At the heart of Fate’s therapy is engineering white blood cells known as natural killer cells to do a better job of killing tumor cells.
Natural killer cells play a key role in preventing and eliminating tumor cells. Once immune system antibodies bind to cancer cells, the body sends a signal that attracts immune cells to the cancer, where they attack it. Natural killer cells are a major participant in the process, which scientists know as antibody-dependent cellular cytotoxicity.
Natural killer cells use a protein on their surface called CD16 to bind to antibodies. But some cancer patients have low levels of CD16 on their natural killer cells, eliminating their ability to fight tumors.
FT516 is a natural killer cell product derived from stem cells. Fate engineers it to produce a special CD16 protein whose levels remain high in natural killer cells. The engineered CD16 protein also binds antibodies to cancer cells more efficiently than naturally occurring CD16.
Fate said FT516 has shown strong, long-lasting anti-tumor activity in animals and in cells grown in a laboratory. The company hopes to develop FT516 into a treatment against several types of tumors, either alone or combined with monoclonal tumor-targeting antibodies. Monoclonal antibodies are artificially produced antibodies directed to a single target — in this case, tumor cells.
Fate believes it can produce FT516 in sizable uniform batches to treat a large patient population. It is designed to restore a patient’s immune cell function after cancer suppresses that function. It is also designed to boost the anti-tumor activity of monoclonal antibodies that target tumor cells.
“CIRM is pleased to support the continued development of FT516 and Fate Therapeutics’ first-of-kind approach to off-the-shelf cancer immunotherapy using clonal master iPSC [stem cell] lines, which can serve as a renewable cell source for large-scale, cost-effective manufacture of well-characterized, uniform cell products,” Maria T. Millan, the president and CEO of the regenerative medicine institute, said in a press release.
“The adoptive transfer of healthy allogeneic donor NK [natural killer] cells has been shown to be well tolerated in patients and has not been associated with the known risks of allogeneic T-cell immunotherapy, such as graft-versus-host disease,” she said. An allogeneic donor is one whose biological characteristics match those of the person receiving the donated material.
“This suggests that FT516 can be reliably administered without individual patient matching restrictions and used off-the-shelf to treat a large patient population,” Millan said.

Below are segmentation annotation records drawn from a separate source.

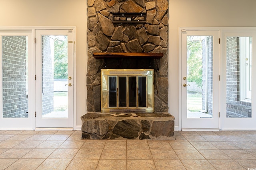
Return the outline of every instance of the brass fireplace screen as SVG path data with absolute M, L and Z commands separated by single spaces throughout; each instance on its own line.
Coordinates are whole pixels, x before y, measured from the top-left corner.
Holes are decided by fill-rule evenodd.
M 102 113 L 154 112 L 154 70 L 102 69 Z

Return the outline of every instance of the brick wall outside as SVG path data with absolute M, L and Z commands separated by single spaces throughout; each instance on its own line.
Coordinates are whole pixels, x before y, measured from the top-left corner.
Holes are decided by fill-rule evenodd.
M 42 36 L 42 102 L 43 115 L 53 111 L 53 69 L 50 38 Z
M 27 117 L 27 37 L 2 37 L 3 117 Z
M 227 37 L 227 117 L 252 117 L 251 103 L 240 100 L 239 37 Z
M 239 37 L 227 38 L 227 103 L 239 100 Z

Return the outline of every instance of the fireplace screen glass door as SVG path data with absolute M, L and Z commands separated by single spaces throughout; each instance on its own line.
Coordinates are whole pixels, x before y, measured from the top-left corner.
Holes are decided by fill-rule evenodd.
M 128 91 L 128 107 L 146 107 L 147 94 L 146 92 L 147 86 L 146 79 L 146 76 L 118 77 L 118 88 L 117 88 L 117 77 L 109 76 L 109 107 L 116 107 L 118 103 L 119 107 L 127 107 L 126 98 L 127 91 Z M 128 80 L 128 83 L 127 80 Z M 127 89 L 127 84 L 128 85 L 128 89 Z M 137 84 L 138 84 L 138 87 Z M 117 101 L 117 98 L 118 89 L 119 89 L 118 90 L 118 96 L 119 96 L 118 101 Z M 138 106 L 137 105 L 137 103 Z

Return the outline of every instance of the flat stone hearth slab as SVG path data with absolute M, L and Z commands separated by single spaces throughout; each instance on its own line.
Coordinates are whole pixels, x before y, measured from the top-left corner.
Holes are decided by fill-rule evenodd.
M 174 117 L 167 112 L 89 112 L 81 119 L 84 139 L 175 140 Z

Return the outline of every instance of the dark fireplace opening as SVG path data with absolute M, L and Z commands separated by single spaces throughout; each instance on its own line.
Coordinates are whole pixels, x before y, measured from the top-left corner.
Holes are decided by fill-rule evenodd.
M 154 70 L 102 69 L 103 113 L 154 111 Z

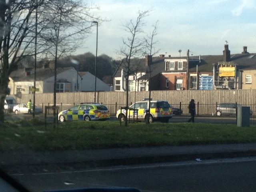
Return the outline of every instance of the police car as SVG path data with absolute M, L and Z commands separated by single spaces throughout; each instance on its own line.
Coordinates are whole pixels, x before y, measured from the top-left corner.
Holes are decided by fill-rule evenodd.
M 167 101 L 155 100 L 150 100 L 150 111 L 149 121 L 168 122 L 169 119 L 172 117 L 172 107 Z M 134 118 L 135 120 L 146 120 L 146 111 L 148 110 L 149 99 L 144 99 L 142 101 L 136 102 L 129 107 L 128 110 L 128 118 L 130 120 Z M 126 110 L 119 110 L 116 112 L 116 118 L 119 120 L 124 121 Z M 137 118 L 138 118 L 138 119 Z
M 107 107 L 99 104 L 80 104 L 58 114 L 58 119 L 61 122 L 79 120 L 106 121 L 109 119 L 110 117 Z

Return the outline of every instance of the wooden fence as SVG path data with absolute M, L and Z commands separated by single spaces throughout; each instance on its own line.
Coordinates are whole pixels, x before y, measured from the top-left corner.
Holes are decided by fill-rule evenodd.
M 129 92 L 129 105 L 134 102 L 148 98 L 149 92 Z M 116 110 L 125 106 L 126 92 L 97 92 L 96 101 L 106 105 L 110 113 L 115 114 Z M 33 101 L 33 94 L 23 94 L 20 97 L 14 96 L 18 103 L 26 103 L 29 99 Z M 256 112 L 256 90 L 194 90 L 176 91 L 152 91 L 153 100 L 168 101 L 173 106 L 179 107 L 184 113 L 188 113 L 187 106 L 192 98 L 195 99 L 200 114 L 212 115 L 215 112 L 217 103 L 237 102 L 245 106 L 250 106 Z M 53 105 L 53 93 L 37 94 L 36 105 L 44 106 Z M 58 93 L 56 94 L 56 104 L 60 110 L 65 110 L 81 102 L 94 101 L 94 92 Z

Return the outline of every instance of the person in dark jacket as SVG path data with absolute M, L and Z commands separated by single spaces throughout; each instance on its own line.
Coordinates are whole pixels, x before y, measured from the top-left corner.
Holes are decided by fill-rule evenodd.
M 29 101 L 28 102 L 27 104 L 27 107 L 28 109 L 28 114 L 32 114 L 32 111 L 31 111 L 31 108 L 32 105 L 32 102 L 31 102 L 31 100 L 30 99 Z
M 195 104 L 195 100 L 192 99 L 189 102 L 188 105 L 188 112 L 190 114 L 191 117 L 188 120 L 188 122 L 192 121 L 193 123 L 195 122 L 195 115 L 196 114 L 196 104 Z

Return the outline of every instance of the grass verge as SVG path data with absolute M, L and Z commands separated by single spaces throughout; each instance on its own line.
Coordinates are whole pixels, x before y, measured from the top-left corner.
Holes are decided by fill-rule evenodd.
M 0 128 L 0 150 L 82 150 L 117 147 L 256 142 L 256 127 L 203 123 L 129 123 L 84 121 L 53 128 L 37 120 L 6 122 Z

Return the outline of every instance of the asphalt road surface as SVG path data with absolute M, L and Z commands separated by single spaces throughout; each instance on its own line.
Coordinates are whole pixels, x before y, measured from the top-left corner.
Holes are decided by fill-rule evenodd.
M 142 192 L 254 192 L 256 163 L 255 157 L 203 160 L 58 172 L 38 170 L 12 176 L 34 192 L 128 187 Z
M 32 115 L 27 114 L 19 114 L 16 115 L 13 113 L 6 115 L 5 118 L 6 120 L 14 119 L 18 120 L 21 119 L 30 119 L 32 118 Z M 36 118 L 42 120 L 44 120 L 44 114 L 36 115 Z M 169 120 L 169 123 L 184 123 L 187 122 L 188 120 L 190 118 L 190 116 L 182 115 L 181 116 L 174 115 L 172 118 Z M 52 114 L 47 115 L 46 120 L 48 122 L 53 121 Z M 116 116 L 111 115 L 110 121 L 117 121 L 118 120 Z M 234 116 L 222 116 L 216 117 L 213 116 L 196 116 L 195 117 L 195 122 L 196 123 L 204 123 L 210 124 L 236 124 L 236 118 Z M 158 123 L 158 122 L 156 122 Z

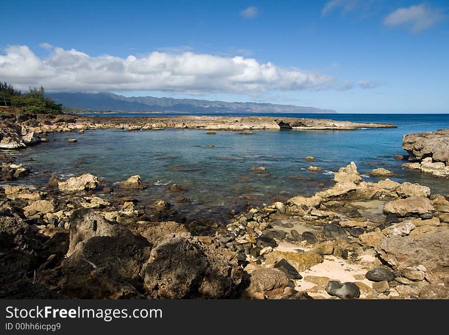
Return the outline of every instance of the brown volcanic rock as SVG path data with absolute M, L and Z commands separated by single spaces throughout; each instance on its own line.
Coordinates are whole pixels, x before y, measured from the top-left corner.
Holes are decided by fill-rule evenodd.
M 449 163 L 449 129 L 405 135 L 402 146 L 411 160 L 432 157 L 436 162 Z

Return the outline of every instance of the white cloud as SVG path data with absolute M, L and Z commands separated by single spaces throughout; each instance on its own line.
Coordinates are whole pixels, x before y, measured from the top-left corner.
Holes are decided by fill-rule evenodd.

The first clinical trial of FT516 is expected to study its safety and patients’ ability to tolerate it. It will be tested in combination with a monoclonal antibody therapy that the U.S. Food and Drug Administration has approved.
“FT516 has the potential to address a significant unmet need for more efficacious treatments across multiple solid-tumor types by restoring a patient’s immune cell function and enhancing the therapeutic effect of monoclonal antibody therapy,” said Scott Wolchko, the president and chief executive officer of Fate Therapeutics. “We are honored that CIRM [the regenerative medicine institute] has recognized the potential therapeutic value of FT516 as well as the unique advantages of using clonal master iPSC lines to manufacture a well characterized, uniformly engineered cell product in large batches for off-the-shelf use.”